Beautiful people, shiny cars, lavish houses, and a steamy wardrobe highlight this film’s obsession with aesthetics, but Scott’s fixation on attractiveness extends beyond the eye candy. The film is Breaking Bad-clean. Every bullet hole and pair of red-tinted sunglasses serve a greater purpose, and every shot displays these intentional details charmingly, with beautifully lit, expertly framed precision.
Malkina (Cameron Diaz), the film’s femme fatale, epitomizes the intersection of cruelty and grace. Diaz, as always, plays evil well in her role as the predatory vixen, complete with two majestic pet leopards and a matching leopard print tattoo wrapping from her shoulder to her frequently exposed lower back.
This smooth-talking, enigmatic mercenary is a character founded in sex appeal. She entrances both her flashy cartel-puppet lover, Reiner (Javier Bardem), an otherwise brazen criminal, and the audience as she throws the morally obtuse lives of everyone around her into chaos.

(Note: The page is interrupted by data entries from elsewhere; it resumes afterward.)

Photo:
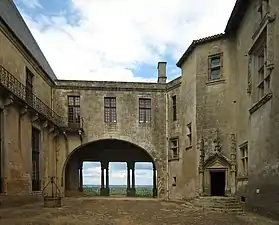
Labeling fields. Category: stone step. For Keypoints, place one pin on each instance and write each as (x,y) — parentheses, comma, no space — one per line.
(220,204)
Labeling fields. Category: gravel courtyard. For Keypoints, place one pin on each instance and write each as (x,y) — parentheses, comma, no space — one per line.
(123,211)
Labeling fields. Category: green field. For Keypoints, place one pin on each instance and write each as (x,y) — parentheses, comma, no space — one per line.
(118,191)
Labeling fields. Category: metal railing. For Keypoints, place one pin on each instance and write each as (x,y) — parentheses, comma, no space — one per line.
(12,84)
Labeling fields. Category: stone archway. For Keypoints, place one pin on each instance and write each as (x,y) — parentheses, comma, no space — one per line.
(104,151)
(216,178)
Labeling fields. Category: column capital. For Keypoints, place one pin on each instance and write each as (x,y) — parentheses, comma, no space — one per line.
(131,165)
(104,164)
(154,166)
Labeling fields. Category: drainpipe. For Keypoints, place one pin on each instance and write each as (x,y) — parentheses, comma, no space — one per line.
(167,144)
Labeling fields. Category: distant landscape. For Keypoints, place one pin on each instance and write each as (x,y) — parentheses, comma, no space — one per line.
(118,190)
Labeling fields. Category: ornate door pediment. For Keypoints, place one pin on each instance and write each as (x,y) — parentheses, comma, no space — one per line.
(217,161)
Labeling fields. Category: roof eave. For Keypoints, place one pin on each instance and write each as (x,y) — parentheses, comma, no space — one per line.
(237,15)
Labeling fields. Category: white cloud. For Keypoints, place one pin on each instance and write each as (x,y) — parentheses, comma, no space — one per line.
(31,3)
(113,36)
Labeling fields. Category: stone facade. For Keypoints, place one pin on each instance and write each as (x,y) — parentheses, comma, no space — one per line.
(216,124)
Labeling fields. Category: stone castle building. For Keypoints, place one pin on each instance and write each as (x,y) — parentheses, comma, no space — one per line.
(212,131)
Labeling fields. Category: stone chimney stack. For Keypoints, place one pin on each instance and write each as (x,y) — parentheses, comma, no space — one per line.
(162,72)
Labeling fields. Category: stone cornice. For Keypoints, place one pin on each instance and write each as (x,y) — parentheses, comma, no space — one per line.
(110,86)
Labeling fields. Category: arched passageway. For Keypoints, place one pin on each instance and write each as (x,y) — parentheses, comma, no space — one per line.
(106,151)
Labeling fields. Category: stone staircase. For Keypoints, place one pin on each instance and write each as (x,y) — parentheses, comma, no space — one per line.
(219,204)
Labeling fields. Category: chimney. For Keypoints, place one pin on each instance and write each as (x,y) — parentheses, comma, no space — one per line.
(162,72)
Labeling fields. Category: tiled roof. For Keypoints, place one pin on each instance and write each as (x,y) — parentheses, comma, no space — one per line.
(194,44)
(11,16)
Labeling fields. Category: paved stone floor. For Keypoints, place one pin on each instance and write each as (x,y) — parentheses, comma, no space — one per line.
(122,211)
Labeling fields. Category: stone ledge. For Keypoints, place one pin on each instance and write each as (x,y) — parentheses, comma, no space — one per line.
(214,82)
(173,159)
(8,201)
(260,103)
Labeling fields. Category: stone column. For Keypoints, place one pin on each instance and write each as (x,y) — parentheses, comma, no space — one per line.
(154,181)
(102,179)
(107,178)
(201,167)
(128,190)
(80,180)
(233,164)
(133,179)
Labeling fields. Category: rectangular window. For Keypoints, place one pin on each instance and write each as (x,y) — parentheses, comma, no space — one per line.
(189,134)
(29,87)
(174,181)
(215,64)
(144,110)
(260,58)
(174,149)
(110,109)
(74,111)
(244,158)
(36,182)
(174,117)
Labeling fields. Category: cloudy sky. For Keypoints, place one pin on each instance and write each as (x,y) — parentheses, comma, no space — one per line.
(120,40)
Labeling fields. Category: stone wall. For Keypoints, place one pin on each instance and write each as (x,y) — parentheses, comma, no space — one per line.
(149,136)
(187,179)
(260,126)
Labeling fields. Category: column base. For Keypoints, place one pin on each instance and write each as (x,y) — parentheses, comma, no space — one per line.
(155,192)
(131,192)
(104,191)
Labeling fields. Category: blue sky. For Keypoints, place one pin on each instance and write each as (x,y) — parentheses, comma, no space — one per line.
(120,40)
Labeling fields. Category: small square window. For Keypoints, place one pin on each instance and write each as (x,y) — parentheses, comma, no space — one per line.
(174,149)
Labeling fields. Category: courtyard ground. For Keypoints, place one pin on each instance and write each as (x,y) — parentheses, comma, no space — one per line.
(123,211)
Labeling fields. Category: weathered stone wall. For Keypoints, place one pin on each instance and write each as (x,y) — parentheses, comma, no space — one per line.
(15,59)
(151,137)
(188,179)
(260,128)
(215,105)
(173,131)
(16,122)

Malkina is not the only character that provocatively grasps the audience’s attention. The first scene of the movie, a pseudo-pornographic bedroom encounter between Michael Fassbender, the mononymous Counselor, and his fiancé, Laura (Penélope Cruz), establishes the viscerally sexual relationship between the two. This relationship drives the film, as it motivates Fassbender to venture into the scary world of a drug cartel for his love.
As the bankrupt Counselor enters into a criminal business endeavor to finance his life with Laura, he quickly learns how dirty his seemingly pristine world is. The all-powerful cartel controls his life and shapes his demise as Malkina’s plan comes to fruition. A former client, Westray (Brad Pitt), advises Fassbender as he sets up his business deal, but is quick to take off when things go wrong, leaving Fassbender with nothing but his love for Laura to keep him going.
Though in line with the movie’s vision, Scott is too quick to equate lust and love in the Counselor’s relationship with his fiancé. Fassbender’s phenomenal, emotion-filled performance towards the end of the film attempts to redeem this shallowness, but from the opening scene to graphic phone sex, it is hard to see anything deeper between the two characters. Regardless, the strength of this relationship carries the film’s painful plot and message through the otherwise gleaming world.
At times the attempted philosophical contemplation gets a little too heavy handed. When the going gets tough, we find Fassbender receiving extended nihilistic monologues from multiple random Mexican men, all of whom deliver bookish lines, killing the conversational flow and removing the message from a natural, relatable domain.
While The Counselor may be flawed, the world that Scott creates is not. In his carefully cultivated world, even death is made sexy, with only slightly dialed back Tarantino-esque fountains of blood and clean decapitations. If nothing else, this film is easy on the eyes and a beautiful respite from the clumsiness and inelegance of so many of its fellow crime-thrillers. And really, how often do you get to see Cameron Diaz have sex with a Ferrari?